A recent trip to Whidbey Island, located in the Puget Sound, approximately 30 miles north of Seattle, was yet another mental nudge to keep brussel sprouts in the mix. Along with Whidbey’s Monet-like landscapes and picture-perfect vistas, a friend and I had an inspired meal at Christopher’s in Coupeville.
At Christopher's, we ordered brussel sprouts as a side and asked to have the bacon omitted... sure they would scoff at this request. While I might have strayed from my usual no-meat stance, my friend was the one ordering and she is far more diligent in her food footing than I. Surprisingly, there was no scoffing and the sprouts were still delicious … cooked al dente (if you think pasta)… with some bite left in them. They had great flavor, an umami that I thought may have been bacon-rendered even though we nixed this ingredient (!!). What was particularly appealing was their freshness… more like a warm salad than a veggie.
And… being a bit of a detail girl and believer in the “how” of how you do things (the cut you make, the layering of flavor, the method of heat, etc.), thinly slicing these brussel sprouts lengthwise with a bit of the core intact keeps the crunch in this side.
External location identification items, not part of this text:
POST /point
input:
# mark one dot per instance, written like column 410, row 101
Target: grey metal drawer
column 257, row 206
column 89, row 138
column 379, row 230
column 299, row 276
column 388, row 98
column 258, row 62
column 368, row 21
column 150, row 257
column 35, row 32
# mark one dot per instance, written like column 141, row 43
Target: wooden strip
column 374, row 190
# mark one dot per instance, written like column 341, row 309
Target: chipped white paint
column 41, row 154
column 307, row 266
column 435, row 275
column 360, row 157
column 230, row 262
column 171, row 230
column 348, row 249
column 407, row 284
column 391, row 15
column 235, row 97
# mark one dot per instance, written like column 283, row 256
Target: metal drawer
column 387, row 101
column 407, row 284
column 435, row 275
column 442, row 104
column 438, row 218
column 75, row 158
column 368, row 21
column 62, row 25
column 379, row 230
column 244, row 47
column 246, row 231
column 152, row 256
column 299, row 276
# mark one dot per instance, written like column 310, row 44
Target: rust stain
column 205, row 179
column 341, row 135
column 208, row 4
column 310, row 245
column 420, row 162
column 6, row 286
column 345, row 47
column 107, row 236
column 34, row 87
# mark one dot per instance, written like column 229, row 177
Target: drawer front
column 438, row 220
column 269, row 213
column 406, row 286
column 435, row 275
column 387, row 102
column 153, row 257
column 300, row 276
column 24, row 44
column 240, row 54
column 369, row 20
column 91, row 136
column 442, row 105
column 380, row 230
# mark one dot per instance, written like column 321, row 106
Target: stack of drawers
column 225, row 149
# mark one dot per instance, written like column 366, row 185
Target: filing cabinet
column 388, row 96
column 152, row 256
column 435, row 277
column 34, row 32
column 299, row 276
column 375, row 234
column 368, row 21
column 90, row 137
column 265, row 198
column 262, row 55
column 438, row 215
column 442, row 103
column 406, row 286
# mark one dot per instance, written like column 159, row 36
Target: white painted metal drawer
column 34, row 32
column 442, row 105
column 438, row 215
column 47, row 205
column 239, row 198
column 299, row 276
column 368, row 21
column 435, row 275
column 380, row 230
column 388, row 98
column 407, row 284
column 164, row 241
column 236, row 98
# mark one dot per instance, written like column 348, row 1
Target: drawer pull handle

I love it when a trip produces both beautiful vistas and veggies to take with you to enjoy long after you return home.
Quick Brussel Sprouts with Roasted Almonds
Thinly slicing the brussel sprouts lengthwise, through the core, allows for a disk-like wafer on most cuts and ensures a good crunch upon serving. Because the miso is salty, it's important to be conservative when seasoning the sprouts before you add any of the liquids. And, allowing the wine to first render down a bit will produce optimum flavor from this add... before mixing in any of the other liquids.
2 tablespoon extra virgin olive oil
1 pound brussel sprouts, core trimmed slightly, loose and/or damaged leaves removed, thinly sliced lengthwise through core
1/3 cup water
1 tablespoon white miso paste
1/4 cup white wine
1/2 cup veggie broth (I used Imagine's No-Chicken Broth)
1/2 cup sliced roasted almonds (I chopped whole roasted almonds)
1/4 teaspoon kosher salt
1/4 teaspoon ground black pepper
In a small bowl, mix water and miso paste; set aside. Heat oil in a large skillet over medium heat. Add brussel sprouts to pan and sauté for 1 minute. Add wine to sprouts and cook for another 1 to 2 minutes until liquid renders down some. Season with 1/8 tsp salt and 1/4 tsp pepper. Add miso mixture and veggie broth. Cover and simmer on low for another 1 to 2 minutes. Remove from heat, season with additional salt and pepper, to taste, and add almonds. Serve immediately.